Quinta da Regaleira: The aftermath of obsession
The final part: leaving, but never really leaving
This is part two of three of a very true story that has had me fixated for almost two years. If you missed the first parts, find them here and here.
Quinta da Regaleira is full of minutiae that individually infers meaning, but collectively obscures any: references to the Knights Templar, Masonry, and dark alchemy as well as Greek mythology and western religion lose their significance when dumped into a big iconography-soup. What happened there is less clear still, but we can interpret that the walk through is designed to reflect either a journey either spiritual or initiatic.
Few people know much about Templar and Masonic initiation rites, but it is said that the initiate was required to undertake a symbolic journey in a forest environment, experiencing hardship and disorientation along the way – Quinta da Regaleira fits the bill. But is it solely symbolic, a billionaire showing off? Were the events as dark as the park leads my overactive imagination to believe they were?
I am a sceptic: I only believe in what I see and experience. But here are the things that I saw and experienced that I cannot only attribute to my hyperfocus. All of the photos I took on film in Quinta da Regaleira are blurry or off. Everything we took before, in Sintra, is just right. Everything after came out perfectly. But everything in the grounds is blurred, with a green tinge. We had visited Cemitério dos Prazeres (the Cemetery of Pleasures) a day earlier, where Monteiro is buried. I had taken a photo of his tomb, unknowingly, in part because it’s so striking – a feat of Masonic design. It was nowhere to be found.
There were other, smaller things that made it feel like time and space were collapsing. We entered a cave and tunnel system during daylight, emerging to find that fog had descended over the mountains. I had been burning earlier in the day, but at 5pm I was freezing. We checked our phones to realise they were both on the brink of death despite being 70% when we went in. Both of our battery packs died, too.
We walked back with a chill, the sunwheels around the village now glaringly obvious. We were desperate to leave, but hungry and with zero way of getting home, so we went to a restaurant to talk over what we’d just experienced. We googled and chatted so emphatically that the man on an awkward date next to us said, “I want to be in their conversation”. We booked an Uber back to Lisbon, and as our driver struggled to locate us, we joked that we were stuck there for eternity, in this village that carries such a unique occult history.
In hindsight, f course an eccentric probably-Freemason would choose to build his temple there. But after Monteiro completed work on the estate in 1910, what happened until his death in 1920 is a mystery. The truth is that nobody alive knows: did he run a cult? Was he just an eccentric? Was all of this, the layout, the tunnels, the altars, the drainage holes, deeply symbolic but ultimately meaningless, a man impressing his rich party guests?
“Leaving us already?” our Uber driver asked, adding to the weight between us.
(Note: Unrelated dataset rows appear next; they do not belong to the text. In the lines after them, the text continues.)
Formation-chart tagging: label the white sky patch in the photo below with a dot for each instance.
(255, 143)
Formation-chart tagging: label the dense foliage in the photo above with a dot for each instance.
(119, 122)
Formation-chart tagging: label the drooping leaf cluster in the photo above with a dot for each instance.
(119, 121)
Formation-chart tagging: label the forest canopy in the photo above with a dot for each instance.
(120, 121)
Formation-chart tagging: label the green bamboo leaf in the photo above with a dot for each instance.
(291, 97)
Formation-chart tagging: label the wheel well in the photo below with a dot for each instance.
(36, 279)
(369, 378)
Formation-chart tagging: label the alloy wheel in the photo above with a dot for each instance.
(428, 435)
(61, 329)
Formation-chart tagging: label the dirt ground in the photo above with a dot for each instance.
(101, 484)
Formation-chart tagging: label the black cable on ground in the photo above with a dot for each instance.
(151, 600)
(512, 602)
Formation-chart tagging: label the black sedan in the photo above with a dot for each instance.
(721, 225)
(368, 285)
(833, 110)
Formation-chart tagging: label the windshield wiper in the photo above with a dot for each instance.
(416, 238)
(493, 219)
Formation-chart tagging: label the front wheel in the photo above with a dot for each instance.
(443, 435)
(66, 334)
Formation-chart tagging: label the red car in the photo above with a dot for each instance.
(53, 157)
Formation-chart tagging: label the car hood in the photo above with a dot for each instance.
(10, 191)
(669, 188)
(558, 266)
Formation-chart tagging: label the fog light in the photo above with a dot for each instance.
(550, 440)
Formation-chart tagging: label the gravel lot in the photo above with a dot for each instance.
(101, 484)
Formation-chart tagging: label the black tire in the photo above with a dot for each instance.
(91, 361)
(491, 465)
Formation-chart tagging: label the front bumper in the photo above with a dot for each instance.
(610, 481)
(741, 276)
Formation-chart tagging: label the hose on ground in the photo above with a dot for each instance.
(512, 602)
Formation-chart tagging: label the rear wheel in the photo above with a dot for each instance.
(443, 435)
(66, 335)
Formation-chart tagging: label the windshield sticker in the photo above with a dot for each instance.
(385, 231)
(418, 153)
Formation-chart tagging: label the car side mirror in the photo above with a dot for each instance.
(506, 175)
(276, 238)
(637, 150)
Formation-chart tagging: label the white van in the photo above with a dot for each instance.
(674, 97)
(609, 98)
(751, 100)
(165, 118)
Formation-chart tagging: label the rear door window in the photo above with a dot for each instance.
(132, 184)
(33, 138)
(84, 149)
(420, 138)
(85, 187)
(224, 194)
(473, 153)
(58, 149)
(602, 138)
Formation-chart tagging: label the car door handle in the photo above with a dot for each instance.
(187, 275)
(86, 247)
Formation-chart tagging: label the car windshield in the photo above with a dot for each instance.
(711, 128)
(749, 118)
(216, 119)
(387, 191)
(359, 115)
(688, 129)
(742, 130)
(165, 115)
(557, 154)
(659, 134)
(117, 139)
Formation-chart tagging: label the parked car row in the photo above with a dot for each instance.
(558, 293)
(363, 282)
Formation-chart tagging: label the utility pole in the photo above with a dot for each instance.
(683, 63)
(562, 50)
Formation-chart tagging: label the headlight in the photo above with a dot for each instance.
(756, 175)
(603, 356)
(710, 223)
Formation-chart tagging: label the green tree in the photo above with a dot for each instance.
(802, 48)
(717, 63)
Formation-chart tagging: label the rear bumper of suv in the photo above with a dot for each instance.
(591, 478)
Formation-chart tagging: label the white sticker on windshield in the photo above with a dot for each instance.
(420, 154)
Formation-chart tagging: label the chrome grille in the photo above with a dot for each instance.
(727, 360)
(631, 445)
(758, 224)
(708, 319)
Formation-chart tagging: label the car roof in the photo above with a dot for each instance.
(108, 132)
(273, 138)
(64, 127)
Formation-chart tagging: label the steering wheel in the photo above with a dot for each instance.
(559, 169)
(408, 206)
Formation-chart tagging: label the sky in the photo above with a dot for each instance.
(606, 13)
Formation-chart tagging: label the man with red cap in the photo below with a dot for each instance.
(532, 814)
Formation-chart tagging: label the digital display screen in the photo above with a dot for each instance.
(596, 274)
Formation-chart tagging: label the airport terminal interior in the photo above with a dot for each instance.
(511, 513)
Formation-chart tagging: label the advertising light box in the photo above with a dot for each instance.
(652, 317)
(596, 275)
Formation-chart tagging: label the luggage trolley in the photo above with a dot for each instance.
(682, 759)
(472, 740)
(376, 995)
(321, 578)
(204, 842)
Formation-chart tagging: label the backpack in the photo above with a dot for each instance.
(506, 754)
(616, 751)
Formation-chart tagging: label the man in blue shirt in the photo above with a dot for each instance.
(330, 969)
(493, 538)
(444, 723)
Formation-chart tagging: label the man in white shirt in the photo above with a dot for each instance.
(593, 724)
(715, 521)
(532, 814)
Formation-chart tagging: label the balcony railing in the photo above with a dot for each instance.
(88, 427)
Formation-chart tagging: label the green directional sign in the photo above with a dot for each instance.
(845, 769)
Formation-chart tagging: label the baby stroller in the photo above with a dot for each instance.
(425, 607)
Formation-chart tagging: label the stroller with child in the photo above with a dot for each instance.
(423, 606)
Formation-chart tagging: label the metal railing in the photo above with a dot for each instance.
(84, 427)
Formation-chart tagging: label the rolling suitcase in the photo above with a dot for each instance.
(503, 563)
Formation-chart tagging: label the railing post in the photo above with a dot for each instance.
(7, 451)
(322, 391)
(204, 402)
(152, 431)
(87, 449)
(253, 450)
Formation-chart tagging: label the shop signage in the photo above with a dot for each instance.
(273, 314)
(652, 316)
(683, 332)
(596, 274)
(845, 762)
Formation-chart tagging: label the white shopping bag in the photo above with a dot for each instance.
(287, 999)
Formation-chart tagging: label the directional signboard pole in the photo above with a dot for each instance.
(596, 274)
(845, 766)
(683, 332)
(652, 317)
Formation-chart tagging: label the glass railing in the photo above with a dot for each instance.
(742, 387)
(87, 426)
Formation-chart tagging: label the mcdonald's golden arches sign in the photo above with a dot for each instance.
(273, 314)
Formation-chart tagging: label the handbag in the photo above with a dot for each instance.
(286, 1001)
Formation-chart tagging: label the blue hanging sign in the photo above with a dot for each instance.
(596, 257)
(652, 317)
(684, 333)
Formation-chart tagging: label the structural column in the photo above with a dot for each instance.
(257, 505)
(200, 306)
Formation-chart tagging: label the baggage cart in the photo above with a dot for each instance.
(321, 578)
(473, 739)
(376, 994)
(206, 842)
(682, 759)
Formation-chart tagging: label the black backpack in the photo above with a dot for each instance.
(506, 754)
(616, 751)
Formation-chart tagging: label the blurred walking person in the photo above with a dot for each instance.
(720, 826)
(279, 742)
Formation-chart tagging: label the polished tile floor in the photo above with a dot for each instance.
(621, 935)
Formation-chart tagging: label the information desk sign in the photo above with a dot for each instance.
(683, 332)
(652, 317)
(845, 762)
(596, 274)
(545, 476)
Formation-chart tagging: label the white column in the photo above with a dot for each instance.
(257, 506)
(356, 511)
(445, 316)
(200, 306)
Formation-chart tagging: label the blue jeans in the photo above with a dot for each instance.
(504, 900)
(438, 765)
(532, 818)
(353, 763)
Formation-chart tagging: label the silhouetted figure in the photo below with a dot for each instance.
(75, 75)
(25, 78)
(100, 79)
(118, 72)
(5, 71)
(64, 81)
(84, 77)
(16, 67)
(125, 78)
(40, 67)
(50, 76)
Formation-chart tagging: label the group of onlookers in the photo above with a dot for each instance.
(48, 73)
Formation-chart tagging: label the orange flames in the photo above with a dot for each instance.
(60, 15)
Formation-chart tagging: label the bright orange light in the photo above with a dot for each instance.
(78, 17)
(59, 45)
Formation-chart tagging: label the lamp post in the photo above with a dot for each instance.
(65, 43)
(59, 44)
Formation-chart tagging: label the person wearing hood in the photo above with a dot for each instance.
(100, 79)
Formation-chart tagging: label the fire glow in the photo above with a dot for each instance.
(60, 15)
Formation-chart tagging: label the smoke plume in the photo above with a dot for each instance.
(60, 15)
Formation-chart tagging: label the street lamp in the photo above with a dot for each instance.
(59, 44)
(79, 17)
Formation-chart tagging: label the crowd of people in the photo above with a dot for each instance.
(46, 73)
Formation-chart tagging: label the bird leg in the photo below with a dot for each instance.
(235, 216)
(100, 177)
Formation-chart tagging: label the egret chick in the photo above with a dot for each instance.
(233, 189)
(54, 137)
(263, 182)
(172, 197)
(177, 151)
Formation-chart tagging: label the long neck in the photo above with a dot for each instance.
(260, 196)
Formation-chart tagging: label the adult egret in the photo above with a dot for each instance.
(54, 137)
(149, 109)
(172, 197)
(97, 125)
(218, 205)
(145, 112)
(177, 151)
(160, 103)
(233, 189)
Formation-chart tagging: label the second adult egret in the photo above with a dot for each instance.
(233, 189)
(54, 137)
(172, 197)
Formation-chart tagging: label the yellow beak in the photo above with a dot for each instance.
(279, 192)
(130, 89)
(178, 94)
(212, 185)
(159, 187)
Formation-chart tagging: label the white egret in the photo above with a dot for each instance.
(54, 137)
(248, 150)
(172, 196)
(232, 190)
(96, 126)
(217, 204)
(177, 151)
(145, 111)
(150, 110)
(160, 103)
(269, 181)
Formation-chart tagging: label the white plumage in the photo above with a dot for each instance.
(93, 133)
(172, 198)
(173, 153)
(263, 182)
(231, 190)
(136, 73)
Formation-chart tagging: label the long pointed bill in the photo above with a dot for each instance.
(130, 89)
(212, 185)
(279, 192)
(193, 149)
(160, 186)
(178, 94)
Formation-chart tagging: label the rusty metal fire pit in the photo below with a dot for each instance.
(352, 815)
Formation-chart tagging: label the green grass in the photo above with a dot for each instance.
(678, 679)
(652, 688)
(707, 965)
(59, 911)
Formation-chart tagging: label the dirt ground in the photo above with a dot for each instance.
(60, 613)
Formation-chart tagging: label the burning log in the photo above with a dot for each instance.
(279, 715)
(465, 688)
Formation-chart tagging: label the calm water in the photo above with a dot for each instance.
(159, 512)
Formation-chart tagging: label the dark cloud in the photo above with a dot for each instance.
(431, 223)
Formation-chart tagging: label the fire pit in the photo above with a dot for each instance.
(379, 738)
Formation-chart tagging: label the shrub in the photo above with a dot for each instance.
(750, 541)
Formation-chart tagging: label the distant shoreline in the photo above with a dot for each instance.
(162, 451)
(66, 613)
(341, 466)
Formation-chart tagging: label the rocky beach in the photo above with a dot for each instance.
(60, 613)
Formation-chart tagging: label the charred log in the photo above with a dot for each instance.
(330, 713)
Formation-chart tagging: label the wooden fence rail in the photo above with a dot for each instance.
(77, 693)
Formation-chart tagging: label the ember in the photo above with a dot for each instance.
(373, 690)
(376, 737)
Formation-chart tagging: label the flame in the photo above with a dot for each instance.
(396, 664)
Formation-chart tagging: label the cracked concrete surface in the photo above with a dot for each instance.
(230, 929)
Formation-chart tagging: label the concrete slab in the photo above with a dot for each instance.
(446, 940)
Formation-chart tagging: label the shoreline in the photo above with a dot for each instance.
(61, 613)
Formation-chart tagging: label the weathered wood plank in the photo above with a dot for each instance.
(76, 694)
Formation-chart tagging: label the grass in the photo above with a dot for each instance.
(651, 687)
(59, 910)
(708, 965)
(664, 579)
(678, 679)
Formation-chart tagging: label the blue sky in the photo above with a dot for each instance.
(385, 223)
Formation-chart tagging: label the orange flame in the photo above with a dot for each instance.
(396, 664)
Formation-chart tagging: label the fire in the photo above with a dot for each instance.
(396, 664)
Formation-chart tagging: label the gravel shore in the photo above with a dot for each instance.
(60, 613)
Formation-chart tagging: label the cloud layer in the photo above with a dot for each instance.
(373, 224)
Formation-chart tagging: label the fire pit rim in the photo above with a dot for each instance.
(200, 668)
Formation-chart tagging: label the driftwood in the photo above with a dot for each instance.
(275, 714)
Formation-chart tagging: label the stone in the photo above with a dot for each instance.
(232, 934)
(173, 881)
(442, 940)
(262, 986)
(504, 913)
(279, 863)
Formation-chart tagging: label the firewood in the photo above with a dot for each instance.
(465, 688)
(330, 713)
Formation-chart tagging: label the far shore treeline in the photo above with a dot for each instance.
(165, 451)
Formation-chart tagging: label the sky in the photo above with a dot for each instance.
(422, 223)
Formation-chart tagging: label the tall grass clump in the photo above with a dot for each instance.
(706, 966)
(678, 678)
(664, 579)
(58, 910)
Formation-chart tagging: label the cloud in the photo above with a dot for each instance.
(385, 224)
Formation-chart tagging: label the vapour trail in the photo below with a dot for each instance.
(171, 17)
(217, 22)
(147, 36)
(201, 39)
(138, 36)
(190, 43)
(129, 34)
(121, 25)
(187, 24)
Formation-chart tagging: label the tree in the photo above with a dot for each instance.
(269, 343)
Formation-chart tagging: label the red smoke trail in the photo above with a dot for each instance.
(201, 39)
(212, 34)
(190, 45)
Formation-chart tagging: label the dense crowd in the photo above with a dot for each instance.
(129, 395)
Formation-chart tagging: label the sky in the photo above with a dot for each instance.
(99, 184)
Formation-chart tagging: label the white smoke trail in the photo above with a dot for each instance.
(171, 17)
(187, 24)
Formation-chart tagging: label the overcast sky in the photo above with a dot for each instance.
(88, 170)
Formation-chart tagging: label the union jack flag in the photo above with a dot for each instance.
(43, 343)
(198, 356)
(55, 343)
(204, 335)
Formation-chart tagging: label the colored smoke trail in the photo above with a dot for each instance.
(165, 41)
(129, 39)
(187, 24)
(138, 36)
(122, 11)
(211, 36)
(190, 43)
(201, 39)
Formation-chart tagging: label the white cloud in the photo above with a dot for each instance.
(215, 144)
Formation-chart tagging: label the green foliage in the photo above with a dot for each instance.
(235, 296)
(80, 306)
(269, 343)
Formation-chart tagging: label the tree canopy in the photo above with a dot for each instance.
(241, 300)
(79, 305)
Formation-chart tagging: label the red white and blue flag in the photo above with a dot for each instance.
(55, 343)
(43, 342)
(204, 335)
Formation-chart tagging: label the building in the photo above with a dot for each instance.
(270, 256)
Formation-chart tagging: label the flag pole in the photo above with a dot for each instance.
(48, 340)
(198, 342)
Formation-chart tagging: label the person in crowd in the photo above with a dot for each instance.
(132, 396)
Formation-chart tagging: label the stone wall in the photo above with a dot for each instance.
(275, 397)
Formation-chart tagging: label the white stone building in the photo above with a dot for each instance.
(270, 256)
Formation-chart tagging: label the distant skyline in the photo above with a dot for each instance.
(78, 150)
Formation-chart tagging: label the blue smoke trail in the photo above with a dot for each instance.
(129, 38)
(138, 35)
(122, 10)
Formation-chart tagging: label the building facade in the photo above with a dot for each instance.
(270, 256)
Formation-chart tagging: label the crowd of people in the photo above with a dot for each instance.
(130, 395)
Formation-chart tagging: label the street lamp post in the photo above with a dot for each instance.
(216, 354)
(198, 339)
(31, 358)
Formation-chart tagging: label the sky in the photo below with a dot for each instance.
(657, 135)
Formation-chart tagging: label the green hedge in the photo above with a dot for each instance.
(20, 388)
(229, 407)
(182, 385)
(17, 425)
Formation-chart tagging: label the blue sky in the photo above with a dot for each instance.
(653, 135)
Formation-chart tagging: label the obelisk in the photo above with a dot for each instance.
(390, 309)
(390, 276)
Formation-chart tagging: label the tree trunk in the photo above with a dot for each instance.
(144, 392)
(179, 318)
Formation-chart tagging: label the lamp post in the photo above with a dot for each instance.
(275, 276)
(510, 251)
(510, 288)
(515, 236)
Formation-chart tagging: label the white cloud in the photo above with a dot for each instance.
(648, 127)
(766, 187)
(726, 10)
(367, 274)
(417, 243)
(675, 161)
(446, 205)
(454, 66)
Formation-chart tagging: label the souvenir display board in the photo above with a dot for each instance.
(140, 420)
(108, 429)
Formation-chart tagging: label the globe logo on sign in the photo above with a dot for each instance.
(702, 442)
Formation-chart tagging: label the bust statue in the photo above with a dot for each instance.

But we could never leave, not really; at our Airbnb, I obsessed for seven hours, going as far as translating the one book about it in existence. I had more nightmares, naturally: I was running through the tunnels, escaping an unseen force who would slaughter me on an altar if I was caught. It is half the fun to interpret the gaps in knowledge; to see the drainage holes, the altars, the Occult symbolism, the Masonic implications, the labyrinthine tunnels, for what they imply. Maybe he was just into the aesthetics and the implications without fully partaking in the lifestyle, but I will never know: either way, I will be forever changed by what I saw and experienced.
A year and a half later, in March this year, we returned. Or at least, we tried to: with Lisbon entering lockdown, the estate itself was closed to the public. On an aimless drive around Sintra we found ourselves at the back of it, its familiar moss and black stones tempting us in, its architecture leaking onto the roads. A small tunnel in the rock exited onto the street – I was drawn, urgently, to get out of the car and explore further. The presence of a security guard strongly discouraged it.
Instead, we visited Monteiro’s crypt again, with the fresh understanding that it was designed by the same architect as the estate, his final resting place after being moved from the basement of his chapel. It’s still just as striking, featuring the symbols he revered so highly. We walked around the cemetery some more and took some photos, including one at the back of the crypt itself, its angel wings visible on the right hand side. On the left, a huge white glow takes up nearly half of the image. A quirk of my Kodak disposable? The ghost of Monteiro, keeping watch over two people who had kept close watch over him?
You decide: half the fun is in filling in the blanks yourself, after all.